The Greeks were in Syracuse, the Romans too. The Byzantines, Aghlabids and Normans all had their time in this southeast corner of Sicily — and each left behind architectural treasures around which the modern city has grown. The island district of Ortygia oozes classical Baroque charm, but between the honey-coloured piazzas, there are also millennia-old ruins. Over the bridge in the mainland quarters of the city, churches conceal entrances to eerie catacombs and the Neapolis Archaeological Park is home to an encyclopaedia’s worth of ancient buildings and mysterious caves. These sites have caught the eye of Hollywood: this summer, Indiana Jones and the Dial of Destiny will show off Sicily in the fifth instalment of the famed archaeologist’s adventures — and Syracuse was a shooting location for a number of scenes in the film.
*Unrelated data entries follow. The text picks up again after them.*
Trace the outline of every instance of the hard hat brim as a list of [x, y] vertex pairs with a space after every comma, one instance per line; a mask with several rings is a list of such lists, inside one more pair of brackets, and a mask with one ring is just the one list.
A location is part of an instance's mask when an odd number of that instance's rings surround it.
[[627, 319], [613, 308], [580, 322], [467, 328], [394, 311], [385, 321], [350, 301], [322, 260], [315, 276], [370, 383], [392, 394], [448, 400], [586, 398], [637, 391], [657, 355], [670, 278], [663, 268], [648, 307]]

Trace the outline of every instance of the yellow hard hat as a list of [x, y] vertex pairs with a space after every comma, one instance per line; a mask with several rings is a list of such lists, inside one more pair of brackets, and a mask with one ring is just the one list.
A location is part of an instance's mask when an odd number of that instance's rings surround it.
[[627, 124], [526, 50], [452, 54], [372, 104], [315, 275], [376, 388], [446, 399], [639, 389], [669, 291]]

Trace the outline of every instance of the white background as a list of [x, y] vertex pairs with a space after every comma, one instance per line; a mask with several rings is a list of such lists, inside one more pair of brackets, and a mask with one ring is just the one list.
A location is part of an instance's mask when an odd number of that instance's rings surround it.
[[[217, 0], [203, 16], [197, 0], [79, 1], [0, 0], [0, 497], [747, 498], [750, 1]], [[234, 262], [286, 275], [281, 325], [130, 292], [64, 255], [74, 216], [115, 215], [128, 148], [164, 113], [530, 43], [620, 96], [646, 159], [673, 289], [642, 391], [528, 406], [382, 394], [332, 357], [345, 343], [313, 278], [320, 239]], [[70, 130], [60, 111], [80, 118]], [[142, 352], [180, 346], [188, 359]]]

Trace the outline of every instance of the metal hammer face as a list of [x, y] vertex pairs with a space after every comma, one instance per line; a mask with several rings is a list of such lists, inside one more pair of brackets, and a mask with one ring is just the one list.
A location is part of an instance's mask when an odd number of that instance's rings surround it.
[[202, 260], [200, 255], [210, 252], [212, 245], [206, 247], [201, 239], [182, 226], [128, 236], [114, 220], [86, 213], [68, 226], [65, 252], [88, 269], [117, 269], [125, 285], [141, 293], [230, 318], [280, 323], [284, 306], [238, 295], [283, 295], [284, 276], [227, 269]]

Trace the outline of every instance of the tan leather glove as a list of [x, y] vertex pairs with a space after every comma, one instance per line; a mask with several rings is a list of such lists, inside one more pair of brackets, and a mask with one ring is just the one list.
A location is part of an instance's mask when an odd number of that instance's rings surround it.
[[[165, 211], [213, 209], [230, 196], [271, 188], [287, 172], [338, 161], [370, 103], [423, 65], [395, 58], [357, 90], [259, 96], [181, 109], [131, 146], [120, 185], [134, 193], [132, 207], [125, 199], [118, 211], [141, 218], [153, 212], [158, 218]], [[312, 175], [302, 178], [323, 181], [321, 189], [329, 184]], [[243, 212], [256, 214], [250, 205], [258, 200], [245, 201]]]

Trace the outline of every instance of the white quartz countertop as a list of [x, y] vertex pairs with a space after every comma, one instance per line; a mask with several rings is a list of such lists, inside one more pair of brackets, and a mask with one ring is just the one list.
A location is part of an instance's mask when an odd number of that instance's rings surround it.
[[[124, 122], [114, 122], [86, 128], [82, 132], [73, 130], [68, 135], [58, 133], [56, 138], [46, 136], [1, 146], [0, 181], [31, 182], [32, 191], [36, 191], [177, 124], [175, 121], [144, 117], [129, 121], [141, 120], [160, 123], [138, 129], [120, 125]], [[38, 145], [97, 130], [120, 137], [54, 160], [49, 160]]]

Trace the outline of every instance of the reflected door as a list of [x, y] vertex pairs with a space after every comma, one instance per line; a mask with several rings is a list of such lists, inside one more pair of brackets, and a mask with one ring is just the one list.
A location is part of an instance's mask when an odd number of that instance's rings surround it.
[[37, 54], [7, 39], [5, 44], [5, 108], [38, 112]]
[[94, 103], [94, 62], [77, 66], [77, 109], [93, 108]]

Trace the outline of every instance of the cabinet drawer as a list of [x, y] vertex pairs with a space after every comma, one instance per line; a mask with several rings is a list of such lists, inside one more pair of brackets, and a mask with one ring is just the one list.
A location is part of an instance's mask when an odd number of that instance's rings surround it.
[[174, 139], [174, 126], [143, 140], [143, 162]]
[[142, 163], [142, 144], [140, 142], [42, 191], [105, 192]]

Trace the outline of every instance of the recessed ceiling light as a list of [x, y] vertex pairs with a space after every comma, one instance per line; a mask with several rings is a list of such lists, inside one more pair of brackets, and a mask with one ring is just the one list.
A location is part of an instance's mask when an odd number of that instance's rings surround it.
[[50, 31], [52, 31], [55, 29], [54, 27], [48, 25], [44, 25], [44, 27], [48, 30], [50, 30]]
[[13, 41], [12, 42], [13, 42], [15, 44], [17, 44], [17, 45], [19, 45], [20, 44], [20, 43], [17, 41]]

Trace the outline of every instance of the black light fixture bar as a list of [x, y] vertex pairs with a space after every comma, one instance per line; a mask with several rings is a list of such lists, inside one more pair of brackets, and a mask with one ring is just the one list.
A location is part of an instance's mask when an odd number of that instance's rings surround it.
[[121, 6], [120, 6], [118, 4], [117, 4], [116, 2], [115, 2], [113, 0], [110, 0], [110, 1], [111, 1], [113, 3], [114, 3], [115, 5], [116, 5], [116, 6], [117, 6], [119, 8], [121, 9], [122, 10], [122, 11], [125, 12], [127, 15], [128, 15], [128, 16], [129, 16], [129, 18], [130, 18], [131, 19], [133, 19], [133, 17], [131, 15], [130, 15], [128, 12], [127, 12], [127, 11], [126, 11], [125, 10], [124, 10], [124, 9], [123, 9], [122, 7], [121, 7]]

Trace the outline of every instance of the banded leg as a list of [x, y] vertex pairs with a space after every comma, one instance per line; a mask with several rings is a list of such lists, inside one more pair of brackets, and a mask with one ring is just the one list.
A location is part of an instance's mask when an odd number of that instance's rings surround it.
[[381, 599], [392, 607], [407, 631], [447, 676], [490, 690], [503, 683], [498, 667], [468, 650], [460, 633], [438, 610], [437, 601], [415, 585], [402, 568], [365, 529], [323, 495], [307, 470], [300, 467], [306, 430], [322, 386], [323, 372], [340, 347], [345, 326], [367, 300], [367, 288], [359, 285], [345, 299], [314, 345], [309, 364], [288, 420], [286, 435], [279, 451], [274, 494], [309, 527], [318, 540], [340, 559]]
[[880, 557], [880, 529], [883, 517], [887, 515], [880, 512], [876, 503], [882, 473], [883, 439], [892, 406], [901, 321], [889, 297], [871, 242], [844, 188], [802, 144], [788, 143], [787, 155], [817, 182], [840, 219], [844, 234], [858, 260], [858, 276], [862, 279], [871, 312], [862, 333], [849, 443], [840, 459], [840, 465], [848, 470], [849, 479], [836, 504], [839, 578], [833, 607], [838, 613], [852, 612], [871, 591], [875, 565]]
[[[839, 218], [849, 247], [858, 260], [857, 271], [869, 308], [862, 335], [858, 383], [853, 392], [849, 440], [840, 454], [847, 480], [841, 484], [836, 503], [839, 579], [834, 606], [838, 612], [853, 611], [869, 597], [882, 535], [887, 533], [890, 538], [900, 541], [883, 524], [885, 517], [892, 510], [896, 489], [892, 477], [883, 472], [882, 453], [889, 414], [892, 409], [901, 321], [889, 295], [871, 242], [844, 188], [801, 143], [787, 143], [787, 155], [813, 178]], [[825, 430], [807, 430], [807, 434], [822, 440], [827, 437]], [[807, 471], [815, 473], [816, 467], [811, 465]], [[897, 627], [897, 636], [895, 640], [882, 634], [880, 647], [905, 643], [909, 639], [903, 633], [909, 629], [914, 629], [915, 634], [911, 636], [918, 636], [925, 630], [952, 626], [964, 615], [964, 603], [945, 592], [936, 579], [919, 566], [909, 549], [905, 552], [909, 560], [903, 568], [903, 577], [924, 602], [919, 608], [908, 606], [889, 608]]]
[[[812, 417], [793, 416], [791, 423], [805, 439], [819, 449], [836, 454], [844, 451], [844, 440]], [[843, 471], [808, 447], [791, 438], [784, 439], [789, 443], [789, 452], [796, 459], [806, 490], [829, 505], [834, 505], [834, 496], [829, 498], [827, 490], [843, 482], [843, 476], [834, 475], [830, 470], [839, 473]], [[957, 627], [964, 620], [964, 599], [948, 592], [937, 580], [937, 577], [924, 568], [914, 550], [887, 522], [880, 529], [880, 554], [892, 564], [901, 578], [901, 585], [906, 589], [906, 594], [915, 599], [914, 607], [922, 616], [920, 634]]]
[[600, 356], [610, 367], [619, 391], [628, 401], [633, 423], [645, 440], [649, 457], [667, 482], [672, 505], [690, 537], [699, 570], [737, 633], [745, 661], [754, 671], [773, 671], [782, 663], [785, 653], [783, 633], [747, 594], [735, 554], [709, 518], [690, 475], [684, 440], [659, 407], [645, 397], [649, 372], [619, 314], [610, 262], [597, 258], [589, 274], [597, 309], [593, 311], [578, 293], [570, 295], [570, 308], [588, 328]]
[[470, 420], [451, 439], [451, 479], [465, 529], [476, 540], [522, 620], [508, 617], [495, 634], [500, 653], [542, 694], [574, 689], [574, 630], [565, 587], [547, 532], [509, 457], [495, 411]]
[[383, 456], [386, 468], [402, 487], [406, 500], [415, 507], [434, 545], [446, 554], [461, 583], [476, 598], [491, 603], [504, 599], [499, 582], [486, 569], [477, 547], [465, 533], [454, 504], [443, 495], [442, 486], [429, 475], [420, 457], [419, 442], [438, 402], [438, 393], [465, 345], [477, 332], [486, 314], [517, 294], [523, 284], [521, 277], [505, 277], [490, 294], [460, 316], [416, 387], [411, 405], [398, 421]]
Here’s how to spend a day following in Indy’s footsteps — from creepy underground crypt to crumbling ancient temple — in search of fortune and glory. Happily, the greatest peril here is overindulgence at Syracuse’s delightfully rustic trattorias and gelato stalls.
1. Catacombs of St John
Start your adventure at the ruined Basilica di San Giovanni in the heart of Syracuse, where crooked steps lead down to a subterranean labyrinth filled thousands of burial chambers cut into the walls of the cool, dank earth. Creep through the tight, arched tunnels to peer at early fourth- to fifth-century Christian frescoes under torchlight, as water drips from the rock above you and cobwebs drift in the stifled breeze.
2. Ear of Dionysius
Clamber back into the light and head over to the vast Neapolis Archaeological Park, home to sites spanning four millennia. Trails snake between orange trees to this 75ft high fissure in an ancient quarry wall. Legend says the acoustics of this manmade cave, shaped like an ear with a curved channel burrowed deep into the rock, were designed to amplify the conversations of prisoners who were locked up here. Call out into the darkness to hear your own voice echo back.
3. Roman Amphitheatre
Staying within the park, don’t miss the low-set ruins of the Roman amphitheatre — the third largest of its kind in Italy. Although trees and grassy knolls now encroach on the amphitheatre’s territory, the oval shape of the site is still clearly defined. Blocks of white rock, cut directly out of the earth, convey the magnitude of the original site, where gladiators battled thousands of years ago.
4. La Salumeria
Make for the coast, crossing the short bridge to the baroque island district of Ortygia, and find a table at La Salumeria. It’s close to the Ortygia street market where traders have set out their stalls for centuries, selling edible treasures plundered from the land and sea. The best spot is among the potted plants in the small, sun-blushed square out front, within earshot of market traders' calls. The restaurant (which doubles as a deli – perfect for browsing and buying on your way out) specialises in Sicilian platters of cold cuts, cheeses, olives, artichokes and sun-dried tomatoes. Piazza Cesare Battisti, 4.
5. Temple of Apollo
Walk off your lunch with a stroll through Ortygia’s narrow streets and open piazzas, stopping at the remains of the Greek Temple of Apollo. The sixth-century BC site is too fragile for visitors to properly explore, but let your eyes wander over its contours from the vantage point at the top of Piazza Emanuele Pancali. A medieval wall betrays the temple’s later lives as a mosque and a church, but a number of the impressive original columns remain, standing thick like sequoias between blocks of fallen stone.
6. Maniace Castle
End your archaeology quest at the southernmost tip of Ortygia, where Maniace Castle has stood firm against raiders since the 13th century. The site has been expanded and modified over the centuries since; before its latest role as a film set in Indiana Jones and the Dial of Destiny, the castle served as a palace, a prison and a lighthouse point. Take a walk along the ramparts for a cannon’s-eye view over the Ionian Sea, watching the sun set to the soundtrack of waves crashing on the rocks below.
Most famous for his Eureka-inducing theory on water displacement, Syracusan Archimedes also used his advanced knowledge of physics to create ingenious weapons that helped stave off years of attempted Roman invasions on the city.